Perhaps more than ever, the last year brought one message front and center: the music world is ready for an upgrade. Taking a modern approach to these conversations provides the opportunity for deeper, aforementioned connection to the modern fan. The interview isn’t intended to be a “how-to” for making music, but rather a chance to peer into the emotional depth that shaped the sound in the first place.
“They want to know what inspired that line and what did they go through?” Mills says. “What were they struggling with? What are they overcoming in their personal life to be able to get that spark of creativity to write the song that they did?”
To a similar extent as those tuning into the show, Mills is grasping onto major takeaways once the conversations conclude.
The process of learning is crucial to his evolution as a radio host, and Mills is able to draw upon what he hears during moments on air — no matter how casual — to develop a new understanding of that artist’s work.
“We’ll get into a record by someone and they’ll tell me about the backstory or the origin of it, and I’ll go listen to it again with fresh ears,” Mills says. “I’ll find a new appreciation for it.
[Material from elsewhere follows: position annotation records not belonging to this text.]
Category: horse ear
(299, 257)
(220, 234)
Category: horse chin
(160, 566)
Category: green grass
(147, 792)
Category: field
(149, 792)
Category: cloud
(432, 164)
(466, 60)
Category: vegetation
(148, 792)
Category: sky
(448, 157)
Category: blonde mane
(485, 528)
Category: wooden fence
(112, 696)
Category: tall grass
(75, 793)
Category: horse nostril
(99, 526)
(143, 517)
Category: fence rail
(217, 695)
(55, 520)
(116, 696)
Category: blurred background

I’ll take something different away from it every single time.”
In short, Mills allows himself to be moved by the music and musicians that he shares the airwaves with. Being a tastemaker does not mean lacking influence or inspiration; rather, it means using the combination of the two to shape the music landscape (either one episode or playlist at a time).
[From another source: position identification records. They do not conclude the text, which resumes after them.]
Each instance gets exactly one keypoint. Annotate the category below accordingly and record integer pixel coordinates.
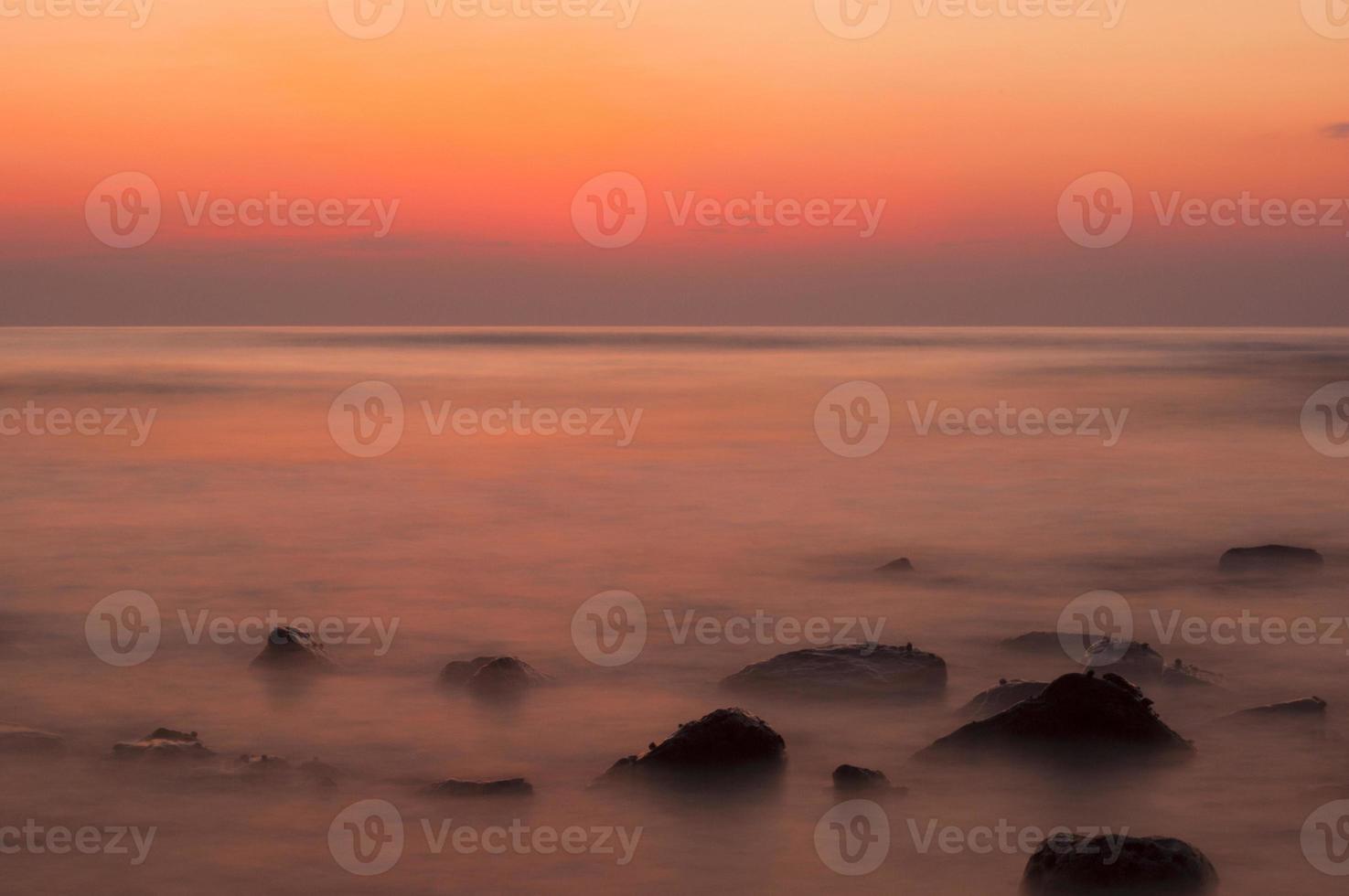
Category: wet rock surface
(493, 675)
(855, 669)
(1004, 695)
(1078, 713)
(1271, 558)
(1074, 865)
(727, 741)
(289, 649)
(164, 743)
(505, 787)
The discoverability that shaped The Travis Mills Show and Superbloom Radio, as well as each show of Mills’s that came before it, stretches beyond the bounds of simply new music and instead reaches into new perspectives. Really, Mills embraces the bridge between classic and trending, proving that they can exist simultaneously — and that a shifting musical landscape isn’t equal to forgetting where it all began.
“I like to describe it as kind of a destination for new artists to come to feel legitimized and for older artists to come and feel cool again,” Mills says.